Observation of two thresholds leading to polariton condensation in 2D hybrid perovskites

TL;DR

This paper reports the first observation of two distinct thresholds leading to polariton condensation in 2D hybrid perovskites, including lasing from bi-exciton states and formation of a quantum coherent state at room temperature.

Contribution

It demonstrates for the first time two threshold processes in 2D perovskites, revealing new insights into polariton condensation mechanisms in these materials.

Findings

Observation of two thresholds in 2D perovskite polariton systems

Lasing from bi-exciton states contributing to polariton population

Formation of a polariton condensate with spatial coherence

Abstract

Two dimensional (2D) perovskites are promising materials for photonic applications, given their outstanding nonlinear optical properties, ease of fabrication and versatility. In particular, exploiting their high oscillator strength, the crystalline form of 2D perovskites can be used as excitonic medium in optical microcavities, allowing for the study of their optical properties in the strong light-matter coupling regime.
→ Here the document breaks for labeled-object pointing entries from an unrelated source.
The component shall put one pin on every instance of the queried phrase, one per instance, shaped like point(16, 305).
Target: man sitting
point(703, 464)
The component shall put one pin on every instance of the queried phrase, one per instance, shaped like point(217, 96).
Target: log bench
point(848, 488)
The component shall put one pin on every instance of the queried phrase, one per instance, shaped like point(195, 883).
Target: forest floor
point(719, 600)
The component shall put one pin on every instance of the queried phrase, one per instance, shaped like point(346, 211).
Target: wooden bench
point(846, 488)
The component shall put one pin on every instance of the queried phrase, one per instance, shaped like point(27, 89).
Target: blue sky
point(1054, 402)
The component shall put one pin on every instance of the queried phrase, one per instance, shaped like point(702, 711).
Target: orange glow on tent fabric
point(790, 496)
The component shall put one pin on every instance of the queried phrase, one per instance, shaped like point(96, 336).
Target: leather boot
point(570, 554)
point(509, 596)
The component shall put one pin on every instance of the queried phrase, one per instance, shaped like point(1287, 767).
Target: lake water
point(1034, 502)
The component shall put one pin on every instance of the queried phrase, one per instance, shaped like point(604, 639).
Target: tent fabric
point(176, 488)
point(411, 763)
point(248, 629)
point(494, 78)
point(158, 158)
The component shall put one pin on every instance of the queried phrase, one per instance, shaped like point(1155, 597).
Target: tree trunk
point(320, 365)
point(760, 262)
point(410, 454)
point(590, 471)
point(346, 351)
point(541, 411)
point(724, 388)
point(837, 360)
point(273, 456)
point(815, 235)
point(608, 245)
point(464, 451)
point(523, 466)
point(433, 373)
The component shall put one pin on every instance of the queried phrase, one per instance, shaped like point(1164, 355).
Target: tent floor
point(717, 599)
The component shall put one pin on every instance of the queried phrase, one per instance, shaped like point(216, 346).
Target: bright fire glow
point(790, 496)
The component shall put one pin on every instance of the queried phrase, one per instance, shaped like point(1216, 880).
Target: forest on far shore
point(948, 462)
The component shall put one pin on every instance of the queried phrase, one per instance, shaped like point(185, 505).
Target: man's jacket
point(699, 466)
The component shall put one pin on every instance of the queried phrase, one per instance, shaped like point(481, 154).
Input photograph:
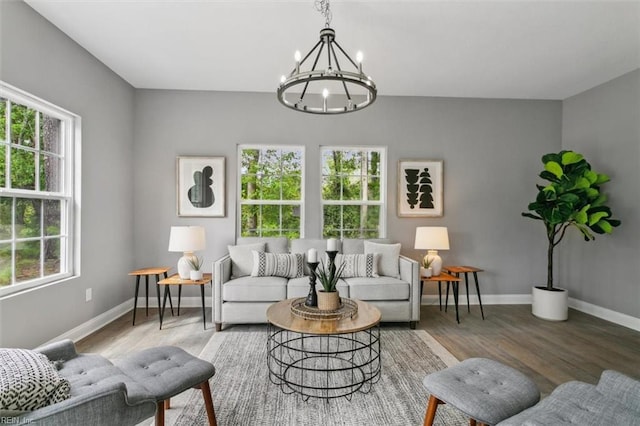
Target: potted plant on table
point(572, 198)
point(328, 275)
point(196, 265)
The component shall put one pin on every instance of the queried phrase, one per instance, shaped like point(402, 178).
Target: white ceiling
point(489, 49)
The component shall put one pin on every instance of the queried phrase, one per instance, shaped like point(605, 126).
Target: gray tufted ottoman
point(485, 390)
point(167, 371)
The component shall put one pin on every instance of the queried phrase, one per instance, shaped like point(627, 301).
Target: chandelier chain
point(324, 8)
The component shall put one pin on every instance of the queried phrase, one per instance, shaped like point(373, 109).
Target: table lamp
point(432, 239)
point(186, 239)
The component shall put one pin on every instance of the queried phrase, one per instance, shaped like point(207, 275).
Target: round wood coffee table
point(322, 358)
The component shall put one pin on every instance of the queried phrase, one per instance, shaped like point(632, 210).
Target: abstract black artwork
point(201, 186)
point(419, 188)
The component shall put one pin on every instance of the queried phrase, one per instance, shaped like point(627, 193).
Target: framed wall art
point(420, 188)
point(201, 186)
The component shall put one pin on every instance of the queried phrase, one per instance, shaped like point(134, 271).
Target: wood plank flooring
point(549, 353)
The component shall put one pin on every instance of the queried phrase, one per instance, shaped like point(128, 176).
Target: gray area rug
point(244, 395)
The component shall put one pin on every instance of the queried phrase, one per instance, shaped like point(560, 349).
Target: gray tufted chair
point(126, 392)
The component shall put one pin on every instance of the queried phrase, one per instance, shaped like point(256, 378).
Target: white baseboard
point(95, 323)
point(525, 299)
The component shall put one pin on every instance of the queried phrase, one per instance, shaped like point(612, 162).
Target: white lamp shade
point(186, 238)
point(432, 238)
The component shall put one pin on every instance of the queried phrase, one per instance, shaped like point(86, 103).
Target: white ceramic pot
point(552, 305)
point(426, 272)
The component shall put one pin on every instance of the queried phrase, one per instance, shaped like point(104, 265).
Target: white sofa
point(239, 298)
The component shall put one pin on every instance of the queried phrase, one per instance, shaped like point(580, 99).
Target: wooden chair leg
point(208, 403)
point(160, 414)
point(431, 410)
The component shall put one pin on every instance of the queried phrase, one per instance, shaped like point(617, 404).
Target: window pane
point(5, 218)
point(3, 120)
point(23, 169)
point(27, 217)
point(291, 187)
point(373, 189)
point(49, 134)
point(23, 125)
point(3, 165)
point(27, 260)
point(351, 188)
point(51, 256)
point(5, 264)
point(249, 216)
point(52, 217)
point(50, 173)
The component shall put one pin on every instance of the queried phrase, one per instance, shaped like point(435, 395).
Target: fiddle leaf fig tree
point(571, 198)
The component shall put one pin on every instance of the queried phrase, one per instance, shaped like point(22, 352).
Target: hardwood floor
point(550, 353)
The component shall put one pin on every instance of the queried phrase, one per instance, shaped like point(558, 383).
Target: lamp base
point(184, 269)
point(436, 261)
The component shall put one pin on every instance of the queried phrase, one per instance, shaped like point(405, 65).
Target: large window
point(353, 192)
point(36, 190)
point(271, 201)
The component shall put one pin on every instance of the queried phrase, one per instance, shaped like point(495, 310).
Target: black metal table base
point(324, 366)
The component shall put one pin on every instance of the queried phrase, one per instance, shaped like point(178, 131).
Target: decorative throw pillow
point(388, 263)
point(28, 381)
point(242, 258)
point(358, 265)
point(287, 265)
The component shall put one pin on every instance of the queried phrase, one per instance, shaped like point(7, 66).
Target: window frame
point(240, 202)
point(68, 190)
point(382, 220)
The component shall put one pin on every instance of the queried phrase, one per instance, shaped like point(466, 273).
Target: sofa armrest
point(62, 350)
point(221, 274)
point(410, 272)
point(107, 405)
point(620, 388)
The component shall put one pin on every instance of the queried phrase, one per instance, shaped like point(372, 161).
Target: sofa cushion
point(242, 258)
point(255, 289)
point(287, 265)
point(388, 260)
point(356, 245)
point(381, 288)
point(358, 265)
point(299, 287)
point(271, 244)
point(28, 381)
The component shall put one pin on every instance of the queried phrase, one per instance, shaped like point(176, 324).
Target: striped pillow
point(277, 265)
point(358, 265)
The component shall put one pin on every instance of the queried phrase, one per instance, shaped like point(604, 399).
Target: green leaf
point(595, 218)
point(554, 168)
point(571, 157)
point(605, 226)
point(602, 178)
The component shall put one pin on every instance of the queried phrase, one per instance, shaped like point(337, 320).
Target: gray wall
point(491, 151)
point(38, 58)
point(604, 124)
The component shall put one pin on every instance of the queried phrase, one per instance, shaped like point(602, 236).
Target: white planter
point(550, 305)
point(426, 272)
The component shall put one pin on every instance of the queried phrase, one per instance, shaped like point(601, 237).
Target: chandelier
point(325, 87)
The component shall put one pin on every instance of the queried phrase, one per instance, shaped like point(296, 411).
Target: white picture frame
point(200, 186)
point(420, 188)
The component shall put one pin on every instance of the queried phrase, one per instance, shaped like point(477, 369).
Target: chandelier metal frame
point(350, 80)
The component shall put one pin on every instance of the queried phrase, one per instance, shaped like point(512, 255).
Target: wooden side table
point(146, 272)
point(176, 280)
point(457, 270)
point(449, 279)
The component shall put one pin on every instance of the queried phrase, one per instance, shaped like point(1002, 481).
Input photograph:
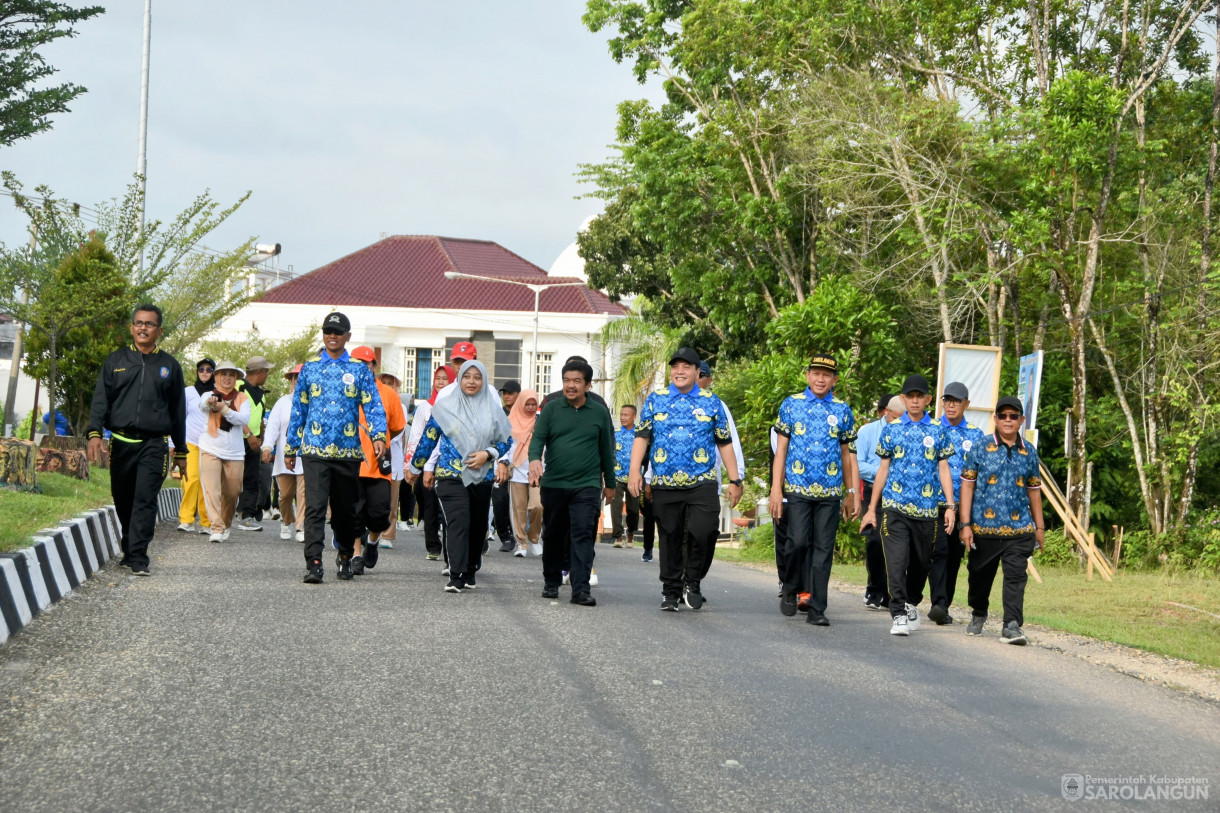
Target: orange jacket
point(395, 421)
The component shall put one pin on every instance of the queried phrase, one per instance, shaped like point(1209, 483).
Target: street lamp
point(537, 288)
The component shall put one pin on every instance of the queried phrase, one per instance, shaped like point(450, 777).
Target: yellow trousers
point(193, 492)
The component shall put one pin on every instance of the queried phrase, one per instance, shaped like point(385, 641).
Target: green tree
point(26, 27)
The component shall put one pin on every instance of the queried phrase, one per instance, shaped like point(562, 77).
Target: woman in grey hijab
point(469, 431)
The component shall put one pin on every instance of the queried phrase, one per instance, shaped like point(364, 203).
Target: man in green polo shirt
point(577, 438)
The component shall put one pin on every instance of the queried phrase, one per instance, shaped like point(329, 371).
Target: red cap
point(464, 350)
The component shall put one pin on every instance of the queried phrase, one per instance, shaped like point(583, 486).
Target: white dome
point(569, 263)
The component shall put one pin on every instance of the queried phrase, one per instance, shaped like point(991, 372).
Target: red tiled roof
point(409, 271)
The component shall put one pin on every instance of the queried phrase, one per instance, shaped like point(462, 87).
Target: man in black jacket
point(140, 399)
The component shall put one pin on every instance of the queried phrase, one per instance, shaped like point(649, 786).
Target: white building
point(410, 298)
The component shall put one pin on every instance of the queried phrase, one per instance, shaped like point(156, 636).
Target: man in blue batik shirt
point(325, 430)
point(910, 482)
point(815, 470)
point(948, 549)
point(624, 438)
point(685, 425)
point(1002, 510)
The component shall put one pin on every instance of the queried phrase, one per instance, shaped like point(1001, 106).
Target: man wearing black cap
point(814, 469)
point(325, 430)
point(502, 510)
point(911, 479)
point(948, 549)
point(685, 426)
point(876, 592)
point(1002, 509)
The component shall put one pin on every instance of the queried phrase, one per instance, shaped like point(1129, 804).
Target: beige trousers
point(526, 507)
point(222, 486)
point(292, 493)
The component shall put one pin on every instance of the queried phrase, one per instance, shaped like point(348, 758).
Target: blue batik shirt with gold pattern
point(914, 449)
point(624, 438)
point(685, 430)
point(326, 409)
point(966, 437)
point(1002, 476)
point(818, 429)
point(449, 462)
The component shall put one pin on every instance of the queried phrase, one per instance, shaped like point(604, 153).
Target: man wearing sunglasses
point(1002, 510)
point(140, 398)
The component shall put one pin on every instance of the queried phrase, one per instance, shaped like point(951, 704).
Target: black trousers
point(687, 521)
point(430, 515)
point(502, 514)
point(334, 484)
point(620, 495)
point(988, 554)
point(645, 510)
point(874, 556)
point(810, 547)
point(908, 545)
point(137, 471)
point(405, 502)
point(372, 507)
point(947, 554)
point(570, 519)
point(464, 509)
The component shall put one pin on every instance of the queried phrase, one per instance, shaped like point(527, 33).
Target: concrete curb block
point(59, 560)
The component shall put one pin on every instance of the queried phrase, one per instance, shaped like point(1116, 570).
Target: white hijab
point(472, 422)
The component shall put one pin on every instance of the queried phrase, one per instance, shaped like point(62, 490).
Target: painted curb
point(57, 560)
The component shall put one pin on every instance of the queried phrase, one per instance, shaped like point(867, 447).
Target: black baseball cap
point(686, 354)
point(1009, 401)
point(957, 391)
point(915, 383)
point(336, 322)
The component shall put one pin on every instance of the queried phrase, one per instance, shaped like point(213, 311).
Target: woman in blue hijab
point(470, 432)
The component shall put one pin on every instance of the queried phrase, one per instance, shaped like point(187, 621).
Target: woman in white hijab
point(470, 431)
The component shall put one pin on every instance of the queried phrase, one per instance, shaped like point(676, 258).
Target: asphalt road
point(225, 684)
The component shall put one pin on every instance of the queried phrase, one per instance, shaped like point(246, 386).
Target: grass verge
point(22, 513)
point(1149, 610)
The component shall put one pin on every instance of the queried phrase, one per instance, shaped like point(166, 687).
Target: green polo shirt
point(578, 444)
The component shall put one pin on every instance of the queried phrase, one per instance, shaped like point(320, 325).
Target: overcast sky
point(345, 120)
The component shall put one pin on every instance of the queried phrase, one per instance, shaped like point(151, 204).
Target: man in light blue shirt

While polariton condensation has been observed in different materials at room temperature, here we observe for the first time two distinct threshold processes in a 2D perovskite, a material that has never shown spontaneous phase transition up to now. In particular, we demonstrate lasing from the bi-exciton state which contributes to populate the lower polariton branch and, at higher excitation powers, eventually leads to the formation of a polariton condensate. The emission linewidth narrowing and a spatial coherence over 50 x 50 um2 area are the smoking gun, the formation of a quantum coherent state in 2D hybrid perovskite. Our results not only show the formation of a polariton condensate in 2D perovskites but they are also crucial for the understanding of the physical mechanisms that leads to coherent phase transition in perovskite-based polariton microcavities.